I'd imagine that in this particular video, a lot of the audience really wanted to get up and dance but were too inhibited or embarrassed to do so.

it took a number of catalysts to get everyone up.

one obvious catalyst is alcohol which may account for the first few; as alcohol increases, possibilty of an individual dancer increases accordingly.

Another catilyst is the number of people already dancing.

As the number of individual dancers increase, the number of embarrassed people who are willing to dance increases, as they feel less exposed in a crowd.

 

Imagine a crowd where half the people will dance if the other half are.

1/4 of the people will dance if 1/4 of the total are dancing

1/8 of the people will dance if 1/8 of the total are

1/16 with 1/16

1/32 with 1/32... and so on.

As in the video, the number of dancers increases exponentially as more people join the crowd.

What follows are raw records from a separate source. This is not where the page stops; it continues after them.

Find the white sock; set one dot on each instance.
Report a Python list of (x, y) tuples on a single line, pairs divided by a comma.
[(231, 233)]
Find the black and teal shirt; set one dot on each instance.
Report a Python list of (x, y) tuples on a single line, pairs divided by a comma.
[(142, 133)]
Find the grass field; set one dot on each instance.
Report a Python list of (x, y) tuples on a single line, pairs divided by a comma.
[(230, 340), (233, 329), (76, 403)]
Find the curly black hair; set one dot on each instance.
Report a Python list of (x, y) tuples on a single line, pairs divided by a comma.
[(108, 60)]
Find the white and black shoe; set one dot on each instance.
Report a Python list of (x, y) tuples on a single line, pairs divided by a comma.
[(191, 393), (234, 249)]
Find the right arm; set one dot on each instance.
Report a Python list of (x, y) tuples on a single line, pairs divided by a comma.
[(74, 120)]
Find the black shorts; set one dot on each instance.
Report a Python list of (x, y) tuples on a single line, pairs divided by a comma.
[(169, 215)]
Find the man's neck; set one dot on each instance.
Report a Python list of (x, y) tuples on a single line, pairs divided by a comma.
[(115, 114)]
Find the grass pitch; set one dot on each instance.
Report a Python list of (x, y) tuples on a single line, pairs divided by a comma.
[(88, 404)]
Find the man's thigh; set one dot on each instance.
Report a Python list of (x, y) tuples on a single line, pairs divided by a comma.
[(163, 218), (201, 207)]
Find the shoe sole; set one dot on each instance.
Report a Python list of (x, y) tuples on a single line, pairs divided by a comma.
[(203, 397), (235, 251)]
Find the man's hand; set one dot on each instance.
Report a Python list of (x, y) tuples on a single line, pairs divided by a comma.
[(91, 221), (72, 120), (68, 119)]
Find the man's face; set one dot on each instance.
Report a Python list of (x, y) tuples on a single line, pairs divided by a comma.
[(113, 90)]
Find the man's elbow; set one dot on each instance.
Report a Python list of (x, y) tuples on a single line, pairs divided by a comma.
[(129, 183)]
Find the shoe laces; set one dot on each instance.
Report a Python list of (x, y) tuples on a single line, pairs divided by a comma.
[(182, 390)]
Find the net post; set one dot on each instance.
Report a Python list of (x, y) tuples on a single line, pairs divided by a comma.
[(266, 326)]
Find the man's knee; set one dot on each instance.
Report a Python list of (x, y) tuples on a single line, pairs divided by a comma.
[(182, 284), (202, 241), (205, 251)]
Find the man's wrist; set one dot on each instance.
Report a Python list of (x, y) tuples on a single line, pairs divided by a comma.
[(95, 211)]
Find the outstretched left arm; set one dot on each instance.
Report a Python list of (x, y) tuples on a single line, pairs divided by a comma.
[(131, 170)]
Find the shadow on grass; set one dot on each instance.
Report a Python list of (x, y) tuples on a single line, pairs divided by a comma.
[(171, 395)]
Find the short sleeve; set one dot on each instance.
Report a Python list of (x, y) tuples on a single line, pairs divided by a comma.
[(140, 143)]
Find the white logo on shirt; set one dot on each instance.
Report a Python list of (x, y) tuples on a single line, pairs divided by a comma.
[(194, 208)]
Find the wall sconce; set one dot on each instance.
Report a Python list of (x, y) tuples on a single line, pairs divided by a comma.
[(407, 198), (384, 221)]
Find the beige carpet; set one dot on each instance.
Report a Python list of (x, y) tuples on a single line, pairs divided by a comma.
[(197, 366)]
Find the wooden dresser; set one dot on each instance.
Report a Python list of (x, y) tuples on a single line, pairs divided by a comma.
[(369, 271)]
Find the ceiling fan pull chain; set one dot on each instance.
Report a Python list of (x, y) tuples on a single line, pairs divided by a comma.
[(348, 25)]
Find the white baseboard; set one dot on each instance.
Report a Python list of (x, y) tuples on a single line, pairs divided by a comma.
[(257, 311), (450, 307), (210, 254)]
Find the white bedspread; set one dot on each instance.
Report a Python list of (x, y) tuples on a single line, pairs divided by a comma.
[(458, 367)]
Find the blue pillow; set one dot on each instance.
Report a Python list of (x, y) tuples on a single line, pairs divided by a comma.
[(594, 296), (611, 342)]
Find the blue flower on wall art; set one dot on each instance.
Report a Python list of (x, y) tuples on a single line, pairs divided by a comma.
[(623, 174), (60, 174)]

Another phenomena also happens, the so called 'tipping point'. Where the people who are sat down think

"well, if everyone else is doing it, I shall to so as not to be embarrassed about being the only one NOT dancing.

The opposite is also true. A small group will stop dancing (Usually the most inhibited)

Then a slightly larger number will stop (The slightly less inhibited)

and so on until the dance floor is clear, except for the original dancer who started it all off.

 

There's probably a very elegant mathematical formula to illustrate this which I hope someone on this forum would be able to furnish us with.